Another big issue is net neutrality. “Net neutrality is like free speech” and it repeatedly comes under threat.
Those examples are not green-related in themselves, but they illustrate that out of the components of the commons I’ve listed, the basic connectivity offered by the Internet/WWW is the thing that is, surprisingly, perhaps the flakiest and most in need of defence. Without a thriving and open internet, how do we join the dots of all the other things?
But onto the positive. What more can we add to this commons? Take the African soil-sensing example. Shouldn’t the world have a free, public stream of such land use data, for the whole planet? The question, of course, is who would pay for it. That’s a social and political question. Here in the UK I can bring the question even further down to the everyday. The UK’s official database of addresses (the Postcode Address File) was… ahem… was sold off privately in 2013. This is a core piece of our information infrastructure, and the government - against a lot of advice - decided to sell it as part of privatisation, rather than make it open.
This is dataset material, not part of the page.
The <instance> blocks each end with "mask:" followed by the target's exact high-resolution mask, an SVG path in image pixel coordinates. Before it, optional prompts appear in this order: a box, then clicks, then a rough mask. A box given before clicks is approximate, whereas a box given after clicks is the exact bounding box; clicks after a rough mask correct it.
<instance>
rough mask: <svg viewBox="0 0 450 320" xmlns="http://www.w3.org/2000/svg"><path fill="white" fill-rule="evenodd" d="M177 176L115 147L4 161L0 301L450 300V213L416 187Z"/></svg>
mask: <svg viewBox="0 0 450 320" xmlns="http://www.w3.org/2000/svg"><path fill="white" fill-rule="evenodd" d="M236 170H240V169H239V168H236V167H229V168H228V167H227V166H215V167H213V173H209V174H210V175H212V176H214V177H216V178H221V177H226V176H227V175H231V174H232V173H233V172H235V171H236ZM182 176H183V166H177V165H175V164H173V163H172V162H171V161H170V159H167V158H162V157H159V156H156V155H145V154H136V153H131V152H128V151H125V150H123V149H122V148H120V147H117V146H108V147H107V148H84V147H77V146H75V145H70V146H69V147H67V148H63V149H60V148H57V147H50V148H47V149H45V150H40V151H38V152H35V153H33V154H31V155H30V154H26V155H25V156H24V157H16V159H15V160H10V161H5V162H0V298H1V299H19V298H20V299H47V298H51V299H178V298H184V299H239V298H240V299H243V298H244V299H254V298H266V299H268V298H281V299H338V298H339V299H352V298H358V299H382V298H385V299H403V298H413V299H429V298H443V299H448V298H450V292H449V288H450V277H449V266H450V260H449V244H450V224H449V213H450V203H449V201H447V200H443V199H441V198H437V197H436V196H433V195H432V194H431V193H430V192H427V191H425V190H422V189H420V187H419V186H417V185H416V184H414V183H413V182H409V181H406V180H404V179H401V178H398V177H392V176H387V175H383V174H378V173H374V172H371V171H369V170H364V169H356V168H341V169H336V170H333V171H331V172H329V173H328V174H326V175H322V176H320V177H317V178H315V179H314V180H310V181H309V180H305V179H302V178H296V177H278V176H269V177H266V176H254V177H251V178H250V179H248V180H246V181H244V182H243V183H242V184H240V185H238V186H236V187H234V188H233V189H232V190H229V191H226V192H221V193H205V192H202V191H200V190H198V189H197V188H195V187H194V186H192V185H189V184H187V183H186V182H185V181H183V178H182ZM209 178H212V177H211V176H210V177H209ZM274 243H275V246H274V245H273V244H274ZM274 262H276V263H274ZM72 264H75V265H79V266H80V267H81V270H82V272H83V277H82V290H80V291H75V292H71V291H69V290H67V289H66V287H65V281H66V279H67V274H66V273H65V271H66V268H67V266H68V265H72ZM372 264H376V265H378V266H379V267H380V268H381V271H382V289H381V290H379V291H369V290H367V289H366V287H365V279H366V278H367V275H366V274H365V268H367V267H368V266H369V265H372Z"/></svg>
Related is the UK Land Registry data (i.e. who owns what parcel of land) which is not published as open data but is stuck behind a pay-wall, all very inconvenient for data analysis, investigative journalism etc.
We need to add this kind of data to the commons so that society can benefit. In green terms, geospatial data is quite clearly raw material for clever green computing of the future, to do good things like land management, intelligent routing, resource allocation, and all kinds of things I can’t yet imagine.
As citizens and computerists, what can we do?
- We can defend the free and open internet. Defend net neutrality. Support groups like the Mozilla Foundation.
- Support open initiatives such as Wikipedia (and the Wikimedia Foundation), OpenStreetMap, and the Internet Archive. Join a local Missing Maps party!
- Demand that your government does open data, and properly. It’s a win-win - forget the old mindset of “why should we give away data that we’ve paid for” - open data leads to widespread economic benefits, as is well documented.
- Work towards filling the digital commons with ace opportunities for people and for computing. For example satellite sensing, as I’ve mentioned. And there’s going to be lots of drones buzzing around us collecting data in the coming years; let’s pool that intelligence and put it to good use.
If we get this right, 20 years from now our society’s computing will be green as anything, not just because it’s powered by innocent renewable energy but because it can potentially be a massive net benefit - data-mining and inference to help us live well on a light footprint. To do that we need a healthy digital commons which will underpin many of the great innovations that will spring up everywhere.